Se alguém apenas julgar “exagerada” nossa preocupação, sugiro assistir a essa entrevista com Luiz Eduardo Soares (ver este link: https://www.youtube.com/watch?v=yofUUypLTj4&t=36s) assim como também essa entrevista com o professor da UFRRJ José Cláudio Souza Alves (ver este link: https://www.youtube.com/watch?v=DRiJyrPceGI&t=1550s). O professor Souza Alves é o maior especialista no tema das milícias de parapoliciais tanto no Rio de Janeiro (antiga Guanabara) assim como na Baixada Fluminense.
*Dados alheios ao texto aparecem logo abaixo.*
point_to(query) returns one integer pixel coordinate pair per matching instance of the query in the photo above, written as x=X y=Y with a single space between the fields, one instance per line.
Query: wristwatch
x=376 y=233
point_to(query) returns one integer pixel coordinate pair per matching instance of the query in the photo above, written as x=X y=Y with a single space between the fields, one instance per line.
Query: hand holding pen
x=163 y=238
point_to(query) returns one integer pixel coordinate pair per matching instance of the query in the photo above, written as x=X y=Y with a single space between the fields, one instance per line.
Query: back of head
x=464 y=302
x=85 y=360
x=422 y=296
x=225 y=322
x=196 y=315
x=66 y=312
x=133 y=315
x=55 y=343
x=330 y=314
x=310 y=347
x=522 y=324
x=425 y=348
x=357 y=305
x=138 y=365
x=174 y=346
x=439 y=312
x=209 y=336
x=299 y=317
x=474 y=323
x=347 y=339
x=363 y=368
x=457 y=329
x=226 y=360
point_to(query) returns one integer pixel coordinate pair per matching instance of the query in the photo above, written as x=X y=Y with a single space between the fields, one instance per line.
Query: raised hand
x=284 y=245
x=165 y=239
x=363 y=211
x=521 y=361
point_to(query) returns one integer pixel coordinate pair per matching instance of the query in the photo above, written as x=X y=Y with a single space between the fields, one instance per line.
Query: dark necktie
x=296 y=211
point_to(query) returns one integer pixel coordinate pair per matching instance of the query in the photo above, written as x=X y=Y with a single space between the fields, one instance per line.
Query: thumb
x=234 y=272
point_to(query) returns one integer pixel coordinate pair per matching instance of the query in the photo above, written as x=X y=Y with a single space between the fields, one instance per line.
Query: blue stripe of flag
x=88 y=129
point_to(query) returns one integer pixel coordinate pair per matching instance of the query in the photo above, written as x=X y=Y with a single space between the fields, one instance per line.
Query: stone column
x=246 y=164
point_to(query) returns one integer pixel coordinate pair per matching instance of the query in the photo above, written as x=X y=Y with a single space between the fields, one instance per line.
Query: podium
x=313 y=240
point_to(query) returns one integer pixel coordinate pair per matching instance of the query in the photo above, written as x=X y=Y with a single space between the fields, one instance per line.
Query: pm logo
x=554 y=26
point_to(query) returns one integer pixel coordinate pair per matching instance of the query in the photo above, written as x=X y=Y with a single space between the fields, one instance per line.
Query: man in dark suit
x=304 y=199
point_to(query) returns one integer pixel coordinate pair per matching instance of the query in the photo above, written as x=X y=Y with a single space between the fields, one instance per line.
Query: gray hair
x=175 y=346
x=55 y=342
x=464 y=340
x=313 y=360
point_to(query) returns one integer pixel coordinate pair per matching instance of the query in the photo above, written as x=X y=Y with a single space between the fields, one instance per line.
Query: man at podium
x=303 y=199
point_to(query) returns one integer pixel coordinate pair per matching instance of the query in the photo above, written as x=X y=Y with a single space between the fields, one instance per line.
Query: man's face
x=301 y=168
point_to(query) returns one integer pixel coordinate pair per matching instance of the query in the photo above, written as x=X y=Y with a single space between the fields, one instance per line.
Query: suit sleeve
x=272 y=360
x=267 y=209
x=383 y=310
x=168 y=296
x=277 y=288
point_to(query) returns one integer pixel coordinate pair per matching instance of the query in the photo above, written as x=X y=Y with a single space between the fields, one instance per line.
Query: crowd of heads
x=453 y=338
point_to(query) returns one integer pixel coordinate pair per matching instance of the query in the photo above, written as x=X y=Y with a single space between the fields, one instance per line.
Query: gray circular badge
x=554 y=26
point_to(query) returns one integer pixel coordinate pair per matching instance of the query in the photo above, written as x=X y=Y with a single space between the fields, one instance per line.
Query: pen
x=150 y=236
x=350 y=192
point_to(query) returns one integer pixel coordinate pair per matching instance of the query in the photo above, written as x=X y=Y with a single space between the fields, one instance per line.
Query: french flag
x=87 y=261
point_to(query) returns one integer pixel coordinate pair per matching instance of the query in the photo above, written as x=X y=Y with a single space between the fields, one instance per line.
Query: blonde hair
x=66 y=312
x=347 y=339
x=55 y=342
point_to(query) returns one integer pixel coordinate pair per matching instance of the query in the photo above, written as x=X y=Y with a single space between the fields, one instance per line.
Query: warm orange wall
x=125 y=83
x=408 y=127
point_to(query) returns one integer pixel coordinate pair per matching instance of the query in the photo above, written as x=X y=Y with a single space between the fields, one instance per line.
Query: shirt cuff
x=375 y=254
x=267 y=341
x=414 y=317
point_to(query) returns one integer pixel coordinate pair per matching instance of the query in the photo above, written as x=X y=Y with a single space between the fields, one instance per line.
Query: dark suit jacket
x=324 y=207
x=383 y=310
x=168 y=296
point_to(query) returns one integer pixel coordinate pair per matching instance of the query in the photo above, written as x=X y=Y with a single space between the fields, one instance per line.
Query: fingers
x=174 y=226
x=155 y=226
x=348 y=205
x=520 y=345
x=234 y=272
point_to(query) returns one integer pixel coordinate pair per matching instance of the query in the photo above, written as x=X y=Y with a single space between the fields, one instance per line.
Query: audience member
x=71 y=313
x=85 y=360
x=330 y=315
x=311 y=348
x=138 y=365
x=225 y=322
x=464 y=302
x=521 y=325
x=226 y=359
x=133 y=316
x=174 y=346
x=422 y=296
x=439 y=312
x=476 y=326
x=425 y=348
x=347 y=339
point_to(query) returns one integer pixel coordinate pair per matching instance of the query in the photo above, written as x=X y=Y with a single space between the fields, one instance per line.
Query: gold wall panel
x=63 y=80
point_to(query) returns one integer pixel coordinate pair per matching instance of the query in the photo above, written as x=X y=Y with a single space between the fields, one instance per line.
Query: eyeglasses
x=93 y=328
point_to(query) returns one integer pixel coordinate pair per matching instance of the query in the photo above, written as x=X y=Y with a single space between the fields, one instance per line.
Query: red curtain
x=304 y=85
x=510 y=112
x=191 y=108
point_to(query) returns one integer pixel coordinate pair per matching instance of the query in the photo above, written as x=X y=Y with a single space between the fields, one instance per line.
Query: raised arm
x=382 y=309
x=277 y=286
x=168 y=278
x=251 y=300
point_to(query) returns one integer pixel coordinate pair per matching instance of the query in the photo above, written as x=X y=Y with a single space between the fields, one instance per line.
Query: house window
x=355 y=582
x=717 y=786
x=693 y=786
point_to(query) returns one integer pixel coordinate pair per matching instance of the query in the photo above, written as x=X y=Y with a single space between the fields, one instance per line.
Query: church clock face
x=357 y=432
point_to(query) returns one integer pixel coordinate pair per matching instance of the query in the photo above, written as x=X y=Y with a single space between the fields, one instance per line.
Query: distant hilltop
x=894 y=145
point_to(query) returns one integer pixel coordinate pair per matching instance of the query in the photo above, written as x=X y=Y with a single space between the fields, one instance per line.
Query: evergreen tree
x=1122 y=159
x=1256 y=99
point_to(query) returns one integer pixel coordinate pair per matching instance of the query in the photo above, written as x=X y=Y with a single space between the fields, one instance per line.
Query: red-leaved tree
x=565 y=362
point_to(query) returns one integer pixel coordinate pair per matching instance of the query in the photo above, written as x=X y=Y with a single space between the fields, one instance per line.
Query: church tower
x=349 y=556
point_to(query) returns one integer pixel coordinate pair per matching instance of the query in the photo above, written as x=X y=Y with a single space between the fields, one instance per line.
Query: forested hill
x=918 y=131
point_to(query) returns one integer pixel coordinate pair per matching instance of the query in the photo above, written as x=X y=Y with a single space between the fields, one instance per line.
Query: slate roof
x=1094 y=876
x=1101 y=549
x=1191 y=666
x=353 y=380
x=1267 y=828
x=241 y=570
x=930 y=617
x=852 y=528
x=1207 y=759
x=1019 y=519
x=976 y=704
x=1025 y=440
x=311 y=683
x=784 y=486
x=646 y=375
Para acompanhar o dia a dia do combate às bandas e facções de parapoliciais, é surpreendente o perfil da Delegacia de Repressão ao Crime Organizado – Inquéritos Especiais (DRACO-IE, Polícia Civil do estado do Rio).
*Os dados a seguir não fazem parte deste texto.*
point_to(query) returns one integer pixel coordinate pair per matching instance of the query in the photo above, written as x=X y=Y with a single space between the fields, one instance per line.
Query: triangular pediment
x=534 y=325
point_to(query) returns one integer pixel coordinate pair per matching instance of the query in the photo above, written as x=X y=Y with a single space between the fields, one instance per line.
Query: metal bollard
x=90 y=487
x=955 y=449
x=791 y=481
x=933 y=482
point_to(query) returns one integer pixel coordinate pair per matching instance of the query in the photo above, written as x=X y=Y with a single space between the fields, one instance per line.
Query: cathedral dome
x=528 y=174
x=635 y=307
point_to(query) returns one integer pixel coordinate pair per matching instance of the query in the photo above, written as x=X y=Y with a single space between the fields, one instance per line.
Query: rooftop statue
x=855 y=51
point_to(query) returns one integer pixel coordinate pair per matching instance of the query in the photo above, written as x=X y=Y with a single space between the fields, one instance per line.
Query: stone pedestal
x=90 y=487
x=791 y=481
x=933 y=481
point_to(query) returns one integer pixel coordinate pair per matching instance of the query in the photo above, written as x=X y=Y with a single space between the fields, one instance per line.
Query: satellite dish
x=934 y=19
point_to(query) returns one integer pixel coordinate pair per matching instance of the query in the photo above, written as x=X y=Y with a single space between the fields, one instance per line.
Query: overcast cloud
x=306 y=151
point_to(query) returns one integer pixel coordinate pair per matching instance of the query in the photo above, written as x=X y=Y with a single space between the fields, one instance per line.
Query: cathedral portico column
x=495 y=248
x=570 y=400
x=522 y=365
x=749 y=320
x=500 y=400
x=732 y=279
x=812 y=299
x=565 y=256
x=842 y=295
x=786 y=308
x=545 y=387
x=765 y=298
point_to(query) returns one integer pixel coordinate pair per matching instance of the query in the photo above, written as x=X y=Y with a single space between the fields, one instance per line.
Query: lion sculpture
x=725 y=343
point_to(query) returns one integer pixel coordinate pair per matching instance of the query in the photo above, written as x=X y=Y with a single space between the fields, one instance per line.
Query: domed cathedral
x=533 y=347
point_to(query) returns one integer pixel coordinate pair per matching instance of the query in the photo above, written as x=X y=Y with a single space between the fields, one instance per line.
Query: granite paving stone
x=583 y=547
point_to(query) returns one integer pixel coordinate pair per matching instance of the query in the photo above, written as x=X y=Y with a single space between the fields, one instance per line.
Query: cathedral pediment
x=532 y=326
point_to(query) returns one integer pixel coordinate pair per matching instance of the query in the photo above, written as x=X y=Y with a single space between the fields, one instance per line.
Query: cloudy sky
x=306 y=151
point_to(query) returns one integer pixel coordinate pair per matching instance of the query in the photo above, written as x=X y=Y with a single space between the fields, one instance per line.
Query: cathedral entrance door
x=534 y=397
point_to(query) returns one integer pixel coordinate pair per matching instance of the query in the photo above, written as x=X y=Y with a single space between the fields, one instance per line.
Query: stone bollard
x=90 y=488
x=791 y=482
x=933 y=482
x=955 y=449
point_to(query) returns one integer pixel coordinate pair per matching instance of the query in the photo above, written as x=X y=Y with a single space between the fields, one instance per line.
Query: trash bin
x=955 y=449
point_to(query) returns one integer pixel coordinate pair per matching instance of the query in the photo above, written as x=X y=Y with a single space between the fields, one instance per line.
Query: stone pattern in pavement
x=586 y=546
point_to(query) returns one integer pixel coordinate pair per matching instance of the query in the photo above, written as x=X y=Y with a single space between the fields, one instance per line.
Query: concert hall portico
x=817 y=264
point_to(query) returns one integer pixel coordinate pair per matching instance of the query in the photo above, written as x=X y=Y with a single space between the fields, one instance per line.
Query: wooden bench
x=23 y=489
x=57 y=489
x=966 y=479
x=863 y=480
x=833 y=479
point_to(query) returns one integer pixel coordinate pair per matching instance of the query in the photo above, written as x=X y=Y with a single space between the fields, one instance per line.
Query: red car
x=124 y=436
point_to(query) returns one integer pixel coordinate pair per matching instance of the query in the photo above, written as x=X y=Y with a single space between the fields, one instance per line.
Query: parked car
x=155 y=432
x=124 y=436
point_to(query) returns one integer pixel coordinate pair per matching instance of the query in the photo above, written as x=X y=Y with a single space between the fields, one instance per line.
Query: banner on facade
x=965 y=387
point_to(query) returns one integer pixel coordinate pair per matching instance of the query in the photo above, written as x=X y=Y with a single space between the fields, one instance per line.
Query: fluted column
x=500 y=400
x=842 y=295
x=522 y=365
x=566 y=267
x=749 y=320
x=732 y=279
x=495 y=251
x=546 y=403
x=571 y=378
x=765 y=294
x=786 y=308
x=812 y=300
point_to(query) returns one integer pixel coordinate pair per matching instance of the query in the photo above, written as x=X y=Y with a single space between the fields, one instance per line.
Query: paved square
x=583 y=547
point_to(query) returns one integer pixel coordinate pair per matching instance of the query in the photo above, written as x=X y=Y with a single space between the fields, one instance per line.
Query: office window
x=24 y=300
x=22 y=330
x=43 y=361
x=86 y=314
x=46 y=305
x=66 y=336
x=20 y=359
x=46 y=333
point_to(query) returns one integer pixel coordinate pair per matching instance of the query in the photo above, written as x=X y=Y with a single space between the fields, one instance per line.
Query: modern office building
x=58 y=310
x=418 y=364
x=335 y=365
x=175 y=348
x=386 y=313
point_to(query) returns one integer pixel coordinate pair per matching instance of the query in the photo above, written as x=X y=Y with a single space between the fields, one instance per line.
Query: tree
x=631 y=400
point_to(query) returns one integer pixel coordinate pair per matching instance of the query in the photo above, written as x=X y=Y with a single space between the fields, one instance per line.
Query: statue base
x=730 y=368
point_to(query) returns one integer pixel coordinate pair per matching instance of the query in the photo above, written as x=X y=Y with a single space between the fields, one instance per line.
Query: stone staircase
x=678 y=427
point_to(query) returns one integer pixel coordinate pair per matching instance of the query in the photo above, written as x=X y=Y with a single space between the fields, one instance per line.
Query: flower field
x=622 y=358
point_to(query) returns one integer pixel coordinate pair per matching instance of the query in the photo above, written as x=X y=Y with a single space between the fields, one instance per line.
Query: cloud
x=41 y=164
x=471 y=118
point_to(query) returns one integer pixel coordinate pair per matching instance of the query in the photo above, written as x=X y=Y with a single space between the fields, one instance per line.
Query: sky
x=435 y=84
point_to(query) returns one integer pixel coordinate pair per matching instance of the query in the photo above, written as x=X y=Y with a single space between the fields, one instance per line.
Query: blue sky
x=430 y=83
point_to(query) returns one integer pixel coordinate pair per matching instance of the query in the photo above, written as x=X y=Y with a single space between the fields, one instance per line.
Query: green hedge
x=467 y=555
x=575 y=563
A fábula macabra: o esquema termina no senador Gelatina e o clã dos FA, ou começa?
Voltando ao Arroio de Fevereiro, sempre lembrando que é melhor prevenir do que remediar e que a Terra continua redonda, nos perguntamos se o esquema que envolve a seguinte fórmula:
Rachadinha de gabinete na Assembleia + multiplicação do patrimônio imobiliário + subavaliação dos mesmos imóveis (magros na compra e gordos na venda) = capitalização e lavagem das Milícias de Parapoliciais.
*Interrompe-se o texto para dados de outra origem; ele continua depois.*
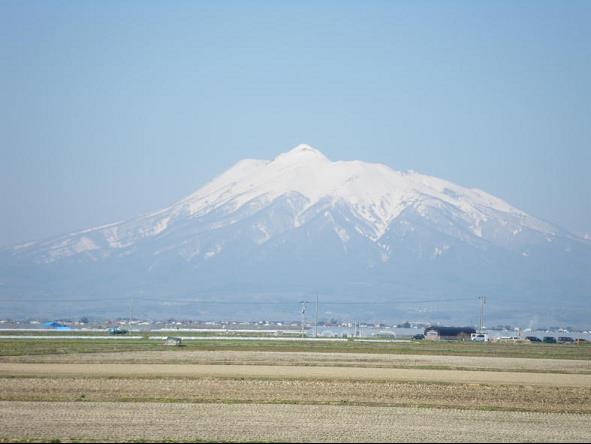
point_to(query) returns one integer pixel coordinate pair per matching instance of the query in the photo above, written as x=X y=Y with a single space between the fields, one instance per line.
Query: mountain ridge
x=301 y=223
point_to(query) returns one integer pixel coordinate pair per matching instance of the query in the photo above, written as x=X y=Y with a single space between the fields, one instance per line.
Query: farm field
x=195 y=394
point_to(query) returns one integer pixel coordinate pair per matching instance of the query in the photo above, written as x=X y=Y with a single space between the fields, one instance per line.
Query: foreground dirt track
x=463 y=396
x=185 y=395
x=294 y=372
x=217 y=422
x=315 y=359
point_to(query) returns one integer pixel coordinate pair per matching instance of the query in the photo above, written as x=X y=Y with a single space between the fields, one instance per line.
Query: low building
x=173 y=341
x=449 y=333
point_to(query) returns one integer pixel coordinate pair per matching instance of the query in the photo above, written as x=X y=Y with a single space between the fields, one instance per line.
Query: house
x=449 y=333
x=173 y=341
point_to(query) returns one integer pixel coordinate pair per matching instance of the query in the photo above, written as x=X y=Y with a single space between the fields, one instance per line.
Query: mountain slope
x=302 y=223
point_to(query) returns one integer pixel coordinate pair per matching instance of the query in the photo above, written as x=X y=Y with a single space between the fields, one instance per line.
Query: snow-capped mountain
x=302 y=223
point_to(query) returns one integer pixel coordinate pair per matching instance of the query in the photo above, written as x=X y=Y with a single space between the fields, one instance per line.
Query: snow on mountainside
x=374 y=196
x=283 y=229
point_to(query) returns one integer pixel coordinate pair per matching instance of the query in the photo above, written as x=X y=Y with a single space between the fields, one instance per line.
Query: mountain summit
x=301 y=223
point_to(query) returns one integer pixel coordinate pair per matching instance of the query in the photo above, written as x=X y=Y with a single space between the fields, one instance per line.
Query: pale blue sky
x=110 y=109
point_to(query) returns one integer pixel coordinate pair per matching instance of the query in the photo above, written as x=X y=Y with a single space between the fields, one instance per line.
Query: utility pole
x=316 y=319
x=303 y=312
x=482 y=303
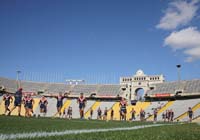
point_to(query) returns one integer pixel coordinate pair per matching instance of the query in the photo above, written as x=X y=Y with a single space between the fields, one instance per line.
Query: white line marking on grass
x=57 y=133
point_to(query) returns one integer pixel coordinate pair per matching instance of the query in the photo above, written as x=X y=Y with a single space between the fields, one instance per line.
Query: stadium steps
x=66 y=105
x=93 y=107
x=165 y=107
x=194 y=108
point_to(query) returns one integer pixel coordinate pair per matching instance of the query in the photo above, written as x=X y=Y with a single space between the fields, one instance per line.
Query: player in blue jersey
x=123 y=111
x=82 y=102
x=43 y=105
x=59 y=105
x=17 y=102
x=29 y=102
x=7 y=100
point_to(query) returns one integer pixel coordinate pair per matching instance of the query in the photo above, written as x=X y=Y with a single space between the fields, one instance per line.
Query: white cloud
x=178 y=13
x=186 y=40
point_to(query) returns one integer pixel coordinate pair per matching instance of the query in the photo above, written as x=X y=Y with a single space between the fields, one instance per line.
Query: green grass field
x=15 y=125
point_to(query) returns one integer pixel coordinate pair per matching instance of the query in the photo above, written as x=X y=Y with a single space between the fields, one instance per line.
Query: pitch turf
x=15 y=125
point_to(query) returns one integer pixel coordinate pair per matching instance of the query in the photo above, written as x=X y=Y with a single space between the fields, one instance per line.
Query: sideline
x=60 y=133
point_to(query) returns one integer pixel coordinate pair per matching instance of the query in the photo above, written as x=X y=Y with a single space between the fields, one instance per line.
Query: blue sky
x=99 y=40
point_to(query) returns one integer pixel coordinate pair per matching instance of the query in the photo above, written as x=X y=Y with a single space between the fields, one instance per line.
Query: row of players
x=28 y=102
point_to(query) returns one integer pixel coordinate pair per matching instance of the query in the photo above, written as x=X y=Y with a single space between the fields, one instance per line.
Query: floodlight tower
x=178 y=71
x=17 y=79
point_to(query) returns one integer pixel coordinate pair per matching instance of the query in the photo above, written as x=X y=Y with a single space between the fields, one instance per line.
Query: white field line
x=56 y=133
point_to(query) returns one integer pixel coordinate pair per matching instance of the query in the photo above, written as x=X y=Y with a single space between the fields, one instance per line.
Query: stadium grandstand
x=157 y=94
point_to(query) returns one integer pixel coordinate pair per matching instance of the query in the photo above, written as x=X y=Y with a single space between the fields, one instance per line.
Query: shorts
x=123 y=110
x=30 y=106
x=7 y=103
x=81 y=106
x=17 y=103
x=42 y=106
x=59 y=105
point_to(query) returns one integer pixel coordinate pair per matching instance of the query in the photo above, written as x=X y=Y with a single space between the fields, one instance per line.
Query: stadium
x=158 y=95
x=99 y=69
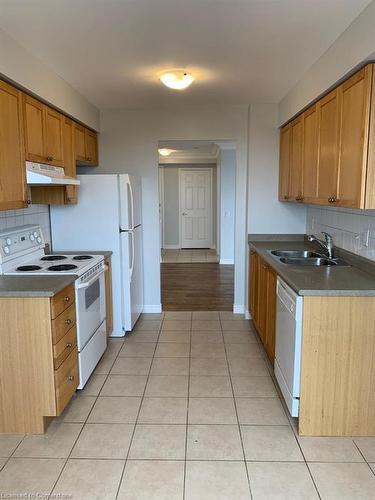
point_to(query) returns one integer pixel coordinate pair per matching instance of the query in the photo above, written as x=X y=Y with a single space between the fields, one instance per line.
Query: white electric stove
x=22 y=253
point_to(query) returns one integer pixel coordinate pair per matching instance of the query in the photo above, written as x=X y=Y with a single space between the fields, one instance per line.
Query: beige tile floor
x=185 y=408
x=185 y=256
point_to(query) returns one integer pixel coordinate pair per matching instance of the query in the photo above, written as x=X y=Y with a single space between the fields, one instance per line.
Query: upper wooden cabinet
x=309 y=155
x=328 y=146
x=43 y=133
x=12 y=154
x=284 y=163
x=329 y=149
x=295 y=165
x=86 y=145
x=355 y=96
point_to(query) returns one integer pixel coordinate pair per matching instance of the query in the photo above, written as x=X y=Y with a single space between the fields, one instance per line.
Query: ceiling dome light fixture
x=177 y=79
x=165 y=151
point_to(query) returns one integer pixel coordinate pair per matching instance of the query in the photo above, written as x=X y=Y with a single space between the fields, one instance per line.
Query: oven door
x=90 y=307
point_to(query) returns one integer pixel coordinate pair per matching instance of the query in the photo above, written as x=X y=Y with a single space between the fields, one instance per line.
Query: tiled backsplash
x=34 y=214
x=353 y=230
Se for esta a fórmula, logo o emprego de parentes diretos de perigosos operadores do crime no nexo policial-paramilitar é a ponta de um esquema que pode se nacionalizar caso os aliados do clã dos Fascistas Arrivistas realmente tiverem o controle sobre rodovias interligadas e áreas portuárias (de desembarque) e retro portuárias (para escoamento). Assim, o domínio territorial na Zona Oeste e na Baixada – em esquema coligado pelo visto, mas ainda que exista concorrência entre outras facções de paramilitares – incide na capacidade extratora que, nos tempos modernos, majoritariamente pertence aos aparelhos de Estado. Isso caracteriza um Estado falido em nível subnacional com vínculos diretos ao Poder Executivo da vergonhosa República Bananisteira sob o desgoverno da extrema direita alinhada com o ultraliberalismo econômico.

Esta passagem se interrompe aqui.